The FAA only permits a federal court to confirm an arbitration award that is final. Banco De Seguros Del Estado v. Mut. Marine Office, Inc., 230 F.Supp.2d 362, 368 (SDNY 2002); see also Michaels v. Mariform Shipping, 624 F.2d 411, 414 (2d Cir. 1980) (noting that under FAA "a district court does not have the power to review an interlocutory ruling by an arbitration panel.") As a result of the pending motion for reconsideration and the Summary Judgment Order's failure to decide every point in the parties' submissions, PSMIC's motion to confirm the Order pursuant to Section 9 of the FAA must also be denied. See Employers' Surplus Lines Ins. Co. v. Global Reinsurance Corp., 07CV2521 (HB), 2008 WL 337317, *4 (SDNY 2008).

This result obtains because the Summary Judgment Order did not "finally dispose of a separate, independent claim." Id. at *6. An arbitral panel disposes of "separate, independent claim" only if it resolves both liability and damages. See Kerr Mc-Gee Ref. Corp. v. M/T Triumph, 924 F.2d 467, 471 (2d Cir. 1991). Here, the Summary Judgment Order did not resolve the issue of liability, let alone liability and damages. Furthermore, the Original Panel's determination of applicable law is of necessity intertwined with INA's remaining arguments relative to the reasonability and good faith of PSMIC's allocation of the Deleet loss.
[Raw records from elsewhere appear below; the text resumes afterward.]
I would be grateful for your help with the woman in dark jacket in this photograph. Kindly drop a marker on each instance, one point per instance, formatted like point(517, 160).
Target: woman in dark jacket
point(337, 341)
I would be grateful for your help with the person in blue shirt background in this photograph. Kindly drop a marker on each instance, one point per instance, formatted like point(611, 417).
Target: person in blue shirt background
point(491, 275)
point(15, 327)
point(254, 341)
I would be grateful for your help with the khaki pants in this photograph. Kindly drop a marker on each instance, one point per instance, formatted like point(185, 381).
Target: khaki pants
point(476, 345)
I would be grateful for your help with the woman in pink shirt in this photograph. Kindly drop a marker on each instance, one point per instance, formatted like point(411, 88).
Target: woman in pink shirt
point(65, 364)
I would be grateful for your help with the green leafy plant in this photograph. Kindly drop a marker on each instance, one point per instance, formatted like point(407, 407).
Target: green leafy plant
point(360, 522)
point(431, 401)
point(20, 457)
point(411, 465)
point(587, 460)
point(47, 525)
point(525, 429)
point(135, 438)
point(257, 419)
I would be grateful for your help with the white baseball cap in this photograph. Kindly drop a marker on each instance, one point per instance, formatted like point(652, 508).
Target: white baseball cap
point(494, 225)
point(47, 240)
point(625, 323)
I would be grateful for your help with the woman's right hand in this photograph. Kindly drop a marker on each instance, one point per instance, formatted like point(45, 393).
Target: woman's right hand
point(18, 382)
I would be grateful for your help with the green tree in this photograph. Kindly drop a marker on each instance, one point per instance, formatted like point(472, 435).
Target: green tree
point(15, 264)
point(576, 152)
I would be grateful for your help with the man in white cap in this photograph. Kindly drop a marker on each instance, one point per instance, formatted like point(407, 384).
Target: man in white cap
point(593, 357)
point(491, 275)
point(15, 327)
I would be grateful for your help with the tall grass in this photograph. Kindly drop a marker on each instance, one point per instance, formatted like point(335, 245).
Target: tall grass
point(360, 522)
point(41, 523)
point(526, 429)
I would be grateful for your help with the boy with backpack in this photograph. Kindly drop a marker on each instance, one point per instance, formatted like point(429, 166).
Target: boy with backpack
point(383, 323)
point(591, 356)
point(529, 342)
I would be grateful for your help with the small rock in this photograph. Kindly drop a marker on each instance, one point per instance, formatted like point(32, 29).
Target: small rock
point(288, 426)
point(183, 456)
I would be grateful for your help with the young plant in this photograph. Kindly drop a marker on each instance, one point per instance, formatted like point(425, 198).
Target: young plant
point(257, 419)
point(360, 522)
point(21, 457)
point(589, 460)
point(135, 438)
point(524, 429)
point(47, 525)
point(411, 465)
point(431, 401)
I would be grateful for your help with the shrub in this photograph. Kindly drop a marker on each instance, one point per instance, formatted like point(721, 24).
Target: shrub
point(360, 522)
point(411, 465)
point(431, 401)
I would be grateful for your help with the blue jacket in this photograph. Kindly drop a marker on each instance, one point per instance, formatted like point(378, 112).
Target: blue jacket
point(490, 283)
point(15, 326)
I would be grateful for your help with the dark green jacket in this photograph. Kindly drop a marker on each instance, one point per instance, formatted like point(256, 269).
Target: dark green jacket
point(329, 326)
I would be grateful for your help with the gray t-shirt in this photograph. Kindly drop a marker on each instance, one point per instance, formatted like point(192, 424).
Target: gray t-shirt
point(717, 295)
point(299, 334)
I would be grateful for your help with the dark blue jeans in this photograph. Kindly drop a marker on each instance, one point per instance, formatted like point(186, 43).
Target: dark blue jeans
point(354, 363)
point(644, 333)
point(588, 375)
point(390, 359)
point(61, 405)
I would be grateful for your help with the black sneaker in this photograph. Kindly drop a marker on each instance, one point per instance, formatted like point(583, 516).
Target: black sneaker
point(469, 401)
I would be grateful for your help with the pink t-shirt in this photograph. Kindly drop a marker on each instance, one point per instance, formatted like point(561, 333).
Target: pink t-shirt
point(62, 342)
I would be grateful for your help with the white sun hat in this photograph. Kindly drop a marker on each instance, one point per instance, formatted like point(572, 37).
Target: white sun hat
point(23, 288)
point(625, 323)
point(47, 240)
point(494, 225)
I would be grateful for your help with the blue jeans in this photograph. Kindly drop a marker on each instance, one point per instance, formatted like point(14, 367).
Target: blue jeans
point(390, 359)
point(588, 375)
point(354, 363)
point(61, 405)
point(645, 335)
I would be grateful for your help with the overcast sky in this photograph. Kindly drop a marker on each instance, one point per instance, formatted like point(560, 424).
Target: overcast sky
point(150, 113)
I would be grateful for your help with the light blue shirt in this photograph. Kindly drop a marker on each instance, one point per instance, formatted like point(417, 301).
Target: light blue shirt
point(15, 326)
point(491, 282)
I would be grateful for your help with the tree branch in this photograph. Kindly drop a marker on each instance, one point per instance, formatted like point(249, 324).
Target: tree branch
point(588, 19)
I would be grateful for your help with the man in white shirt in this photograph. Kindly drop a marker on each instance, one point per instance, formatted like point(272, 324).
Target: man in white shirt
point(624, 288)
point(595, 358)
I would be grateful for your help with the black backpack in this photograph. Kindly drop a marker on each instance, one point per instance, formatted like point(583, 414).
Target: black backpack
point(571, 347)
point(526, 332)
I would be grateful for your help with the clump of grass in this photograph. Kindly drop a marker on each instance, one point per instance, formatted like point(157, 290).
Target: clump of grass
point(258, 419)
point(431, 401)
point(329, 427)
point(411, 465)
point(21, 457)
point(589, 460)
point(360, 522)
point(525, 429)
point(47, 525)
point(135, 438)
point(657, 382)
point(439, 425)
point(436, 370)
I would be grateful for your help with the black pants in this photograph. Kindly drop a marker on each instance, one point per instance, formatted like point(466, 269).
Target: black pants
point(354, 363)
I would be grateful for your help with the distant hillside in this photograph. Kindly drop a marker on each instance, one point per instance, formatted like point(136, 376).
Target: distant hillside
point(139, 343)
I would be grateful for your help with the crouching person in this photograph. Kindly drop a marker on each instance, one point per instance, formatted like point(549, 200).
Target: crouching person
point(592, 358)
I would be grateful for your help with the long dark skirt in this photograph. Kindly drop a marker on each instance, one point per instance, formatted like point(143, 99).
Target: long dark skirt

Thus the Summary Judgment Order did not finally resolve a separate, independent issue because the decision is necessarily interrelated with the issues that survived summary judgment.

Unlike the interim accounting orders in Zeiler which did "not serve as a preparation or a basis for further decisions by the arbitrators," and for which confirmation was affirmed, 500 F.3d at 169, the Summary Judgment Order is a "segment[] of a future conclusive award," Id. at n. 11, because it directs the parties to "focus any further discovery and their hearing preparation" on matters other than the applicability and effect of Carter-Wallace. Hargraves Decl. Ex. 19. Accordingly, PSMIC's petition for confirmation of the Summary Judgment Order is DENIED.